Lundi 27 et mardi 28 février 2023, l’Intersyndicale des Travailleurs du Niger (ITN) et ses alliés ont mis en exécution leur menace d’aller en grève. Qu’en est-il du suivi de leur mot d’ordre ?
« Si les revendications sont légitimes, le suivi du mot d’ordre a été en deçà de l’effet escompté » ; fait observer ce gréviste militant du Syndicat National des Contractuels et Fonctionnaires de l’Éducation de Base (SYNACEB) qui est le principal affilié de la CNT (Confédération Nigérienne du Travail). La CNT, c’est justement la figure de proue de l’ITN qui regroupe 4 des 5 principales centrales syndicales du pays.
Plusieurs classes d’écoles de la capitale sont restées fermées pour cause de ce débrayage. L’impact de la grève dans une grande ville se mesure à la paralysie du secteur des transports, fait remarquer un observateur. Or, d’après lui, à Niamey, les transports intra-urbains ont fonctionné en plein régime comme d’habitude. Comme quoi les différents syndicats du secteur des transports qui avaient appelé leurs militants au respect du mot d’ordre des 48 heures n’ont pas été entendus. Au contraire, la déclaration d’autres syndicats dudit secteur se démarquant de la grève a produit un effet démobilisateur. Dès lors, ça sentait l’échec du débrayage lancé par l’Unité d’Actions Syndicales du Niger (UAS Niger). C’est comme cela que les organisateurs de la grève ont nommé leur mouvement, c’est-à-dire leur unité syndicale.
Les différents marchés de la capitale ont aussi fonctionné. Là également, dès le dimanche 26 février 2023, le syndicat national des commerçants a instruit ses membres à vaquer normalement à leurs activités les 27 et 28 février 2023.
Dans l’administration publique, il n’y a pas eu non plus de services bloqués, juste quelques agents absents, note un cadre du ministère de la Fonction Publique, militant d’un syndicat affilié à la Confédération Démocratique des Travailleurs du Niger (CDTN). Cette centrale syndicale, la plus importante du pays (position actée à l’issue des élections professionnelles, les premières organisées au Niger, en 2019) qui domine dans l’administration publique n’est pas partie prenante de cette grève.

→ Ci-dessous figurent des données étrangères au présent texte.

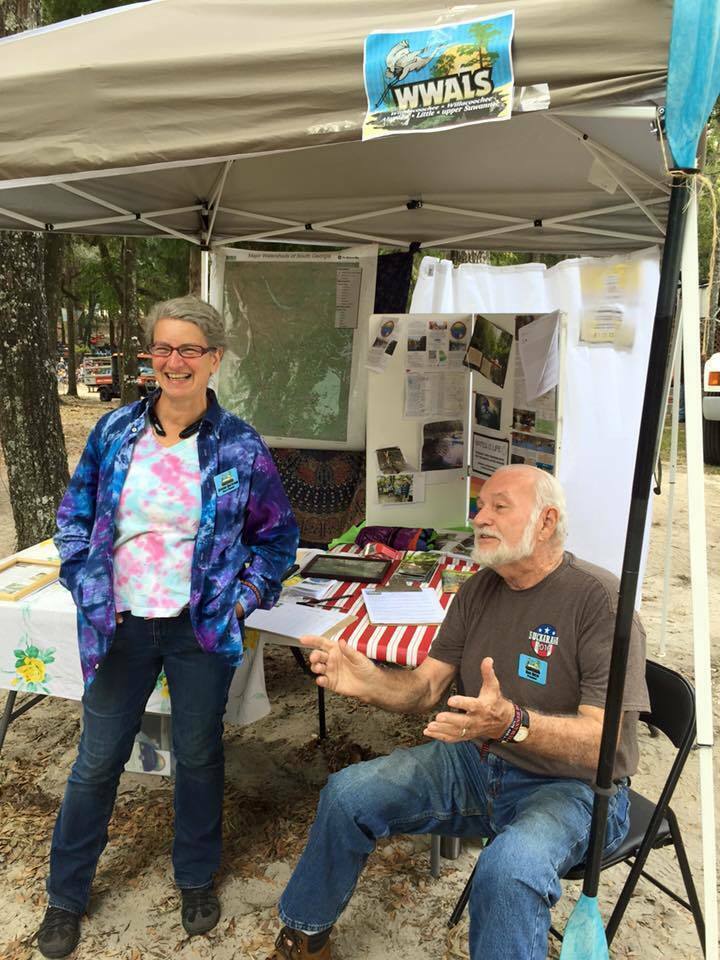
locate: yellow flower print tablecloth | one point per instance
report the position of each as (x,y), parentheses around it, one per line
(39,654)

Quel service n’a donc pas du tout fonctionné pendant ces 48 heures de grève à l’appel de l’UAS Niger ? Il n’y en a pas un. Même le secteur des télécommunications, où la prédominance des syndicats affiliés à la CNT est attestée, n’a pas été affecté, de l’ampleur attendue.
Bilan d’échec donc de la grève de 48 heures. Qu’est-ce qui peut bien expliquer cela, alors même que les revendications posées expriment les préoccupations des travailleurs ? A cette question, un observateur essaie de répondre : « il y a le fait que l’essentiel des revendications posées est déjà pris en compte dans le protocole d’accord Gouvernement/CDTN du 23 janvier 2023. Quand vous prenez par exemple la question de recrutement des contractuels de l’Enseignement à la Fonction Publique, le SYNACEB, principal allié de la CNT a acté le plan de résorption proposé par le Ministère de l’Éducation Nationale. Aussi quand cette plateforme revendicative pose le problème de la vie chère, il est clair qu’elle ne rencontrera pas l’agrément des opérateurs économiques et des organisations patronales des transports en commun et de marchandises, car demain, c’est à eux que le gouvernement demandera de consentir de sacrifices supplémentaires. En posant le problème de la présence des bases militaires étrangères au Niger, l’UAS fait sienne la polémique d’une certaine société civile taxée d’être à la remorque de l’opposition politique et entache ainsi sa plateforme revendicative ».